Скорняков прищурился, мгновенно, как это он умел делать, окинул взглядом планшет, оценил общую воздушную обстановку и от удивления поднял брови: цепочка целей с юга стала реже, но зато появилась большая группа целей на стыке с соседями. Фактически противник прорывал противовоздушную оборону только на стыке, в остальных местах действовали малочисленные отвлекающие группы, да и те, дойдя до боевых порядков ЗУРов, словно по команде, разворачивались в обратную сторону и со снижением уходили из зон видимости локаторов. Скорняков опешил; какое-то время он смотрел на планшет, спрашивая себя: "Не ошибся ли в оценке обстановки, не упрощаю ли действия "противника", не опережаю ли события? Может, и эта группа самолетов "противника" не ударная, а отвлекающая?" Он взглянул на Лисицына; тот тоже всматривался в планшет, беспокойно шаря глазами по вытянувшейся цепочке целей.
"Ошибся, Петр Самойлович, - подумал Скорняков. - Ну, об этом потом поговорим - сейчас не время". Анатолий Павлович поднялся и какое-то время стоял молча, без движения, не отводя взгляда с планшета. Стык! Там главное направление. "Ведь сомневался же в предложении о двух направлениях удара, - укорял себя Скорняков, - доверился другим, да и АСУ, видно, перехвалили. Что ж, на будущее наука".
- Первой эскадрилье - воздух!

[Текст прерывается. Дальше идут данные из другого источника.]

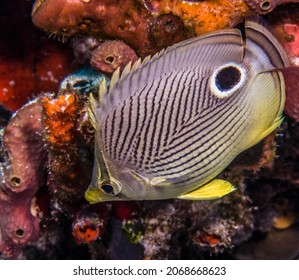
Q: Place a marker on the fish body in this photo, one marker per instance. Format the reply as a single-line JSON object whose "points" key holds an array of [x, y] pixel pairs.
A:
{"points": [[168, 126]]}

Второй - готовность… - негромко приказал Скорняков, разворачивая таблицу вылетов. - Штурман, рубеж перехвата?
Удовлетворенный ответом штурмана полковника Смольникова, Скорняков снова принялся оценивающе всматриваться в планшет, задерживая взгляд на группе целей, идущей к стыку; конечно, эскадрилья всепогодных перехватчиков - грозная сила, и тем не менее надо наращивать ударную мощь.
Решая одновременно несколько вариантов отражения массированного налета "противника", Скорняков почувствовал, что ему ни под силу удержать в памяти огромное количество цифр скоростей, высот, состав групп, курсов, соотношения своих сил и сил "противника", что если и будут рядом помощники, то и они не смогут объединить эти сотни цифр в одну систему и выдать предложения для ведения боя. Он даже ощутил робость перед лавиной информации.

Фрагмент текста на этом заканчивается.